Go to the grocery store inside Hong Kong mall on Bellaire, you'll find a deli there where they sell grilled pork for you to make sandwich at home. Look around carefully you'd be able to find ready made pickled carrots/daikon and French baguette. I like the French baguette coming fresh out of the oven at Lee's on Bellaire. It was $1/loaf few months back. 
The Hong Kong grocery store on Scarsdale also carries grilled pork on weekends, but it is not as good as the one on Bellaire.

If you don't mind doing all the work yourself, you can make that grill pork at home. Use pork butt, not pork loin. The marinade is made up of soy sauce, fish sauce, brown sugar, honey, oyster sauce, crushed garlic, black pepper. Marinade overnight and grill it over charcoal. Best flavor comes from charcoal grill. Gas and electric oven do not produce the flavor you want.


----------



## ralph7 (Apr 28, 2009)

mas360 said:


> I love that Lee's sandwich.

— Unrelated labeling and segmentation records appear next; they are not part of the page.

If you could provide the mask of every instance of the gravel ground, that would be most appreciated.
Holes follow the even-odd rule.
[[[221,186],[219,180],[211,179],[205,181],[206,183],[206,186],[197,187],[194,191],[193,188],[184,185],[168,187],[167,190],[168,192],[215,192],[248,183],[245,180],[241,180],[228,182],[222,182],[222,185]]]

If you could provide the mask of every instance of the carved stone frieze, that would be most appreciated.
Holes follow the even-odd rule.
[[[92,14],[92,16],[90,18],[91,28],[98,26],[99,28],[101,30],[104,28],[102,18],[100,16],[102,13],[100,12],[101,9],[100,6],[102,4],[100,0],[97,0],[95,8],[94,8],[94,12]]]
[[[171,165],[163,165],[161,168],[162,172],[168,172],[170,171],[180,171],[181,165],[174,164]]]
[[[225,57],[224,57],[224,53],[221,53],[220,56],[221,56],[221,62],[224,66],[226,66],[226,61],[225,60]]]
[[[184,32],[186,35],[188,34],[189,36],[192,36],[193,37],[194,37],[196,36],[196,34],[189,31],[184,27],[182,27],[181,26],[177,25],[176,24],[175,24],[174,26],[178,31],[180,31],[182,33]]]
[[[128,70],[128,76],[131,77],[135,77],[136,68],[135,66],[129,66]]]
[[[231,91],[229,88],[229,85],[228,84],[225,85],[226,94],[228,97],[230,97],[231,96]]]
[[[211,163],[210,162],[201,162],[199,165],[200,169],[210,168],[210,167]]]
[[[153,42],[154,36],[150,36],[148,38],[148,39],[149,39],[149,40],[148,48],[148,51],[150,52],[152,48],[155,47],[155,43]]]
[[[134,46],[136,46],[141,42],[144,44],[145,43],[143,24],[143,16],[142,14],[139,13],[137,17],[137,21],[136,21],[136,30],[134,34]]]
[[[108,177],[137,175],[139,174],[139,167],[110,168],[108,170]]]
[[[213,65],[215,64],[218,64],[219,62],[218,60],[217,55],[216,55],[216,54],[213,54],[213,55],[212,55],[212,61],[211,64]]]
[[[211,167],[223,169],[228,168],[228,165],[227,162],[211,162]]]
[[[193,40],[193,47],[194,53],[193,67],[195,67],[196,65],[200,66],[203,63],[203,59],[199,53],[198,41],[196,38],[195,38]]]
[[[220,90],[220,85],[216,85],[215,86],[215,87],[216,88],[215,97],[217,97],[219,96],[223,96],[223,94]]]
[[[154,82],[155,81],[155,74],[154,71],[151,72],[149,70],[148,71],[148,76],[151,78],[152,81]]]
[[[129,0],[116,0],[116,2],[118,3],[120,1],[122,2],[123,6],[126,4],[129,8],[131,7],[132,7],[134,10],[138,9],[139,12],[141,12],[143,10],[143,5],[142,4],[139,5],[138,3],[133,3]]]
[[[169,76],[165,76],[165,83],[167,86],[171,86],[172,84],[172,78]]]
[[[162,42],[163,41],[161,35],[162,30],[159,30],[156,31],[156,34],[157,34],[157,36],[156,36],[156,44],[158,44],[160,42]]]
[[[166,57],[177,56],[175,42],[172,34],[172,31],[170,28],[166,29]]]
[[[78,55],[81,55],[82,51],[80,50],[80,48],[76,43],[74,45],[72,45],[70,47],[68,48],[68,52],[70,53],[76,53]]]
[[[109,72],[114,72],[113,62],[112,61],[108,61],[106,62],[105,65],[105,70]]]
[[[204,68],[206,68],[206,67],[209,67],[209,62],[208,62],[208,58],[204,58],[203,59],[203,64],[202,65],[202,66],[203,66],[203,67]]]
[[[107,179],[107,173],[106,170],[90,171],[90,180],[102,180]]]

Did not realize it is that popular on 2Cooler....
> 
> *I vaguely remember Lee's sandwich also has one version with sardines, is that right?*


yes, i was sitting in the one on the beltway and a guy had ordered one by mistake (told waitress the wrong number) he took one bite and tried to bring it back, but they said so solly.


----------



## ralph7 (Apr 28, 2009)

InfamousJ said:


> does a $3 sandwich fill you up, or order like 3 or 4 of them?


11/2 works for me.
2 is almost too much at once, but i'm not a heavyweight eater.


----------



## Bird (May 10, 2005)

fwoodwader said:


> There is a place off Scarsdale, next to the Hong Kong Food Market that my buddies parents own, their whole menu is awesome but their Banh Mi with grilled pork is delicious.


This is one of my favorites. As a side note, the chargrilled chicken is pretty stellar too. We used to get up there all the time but haven't been in a while.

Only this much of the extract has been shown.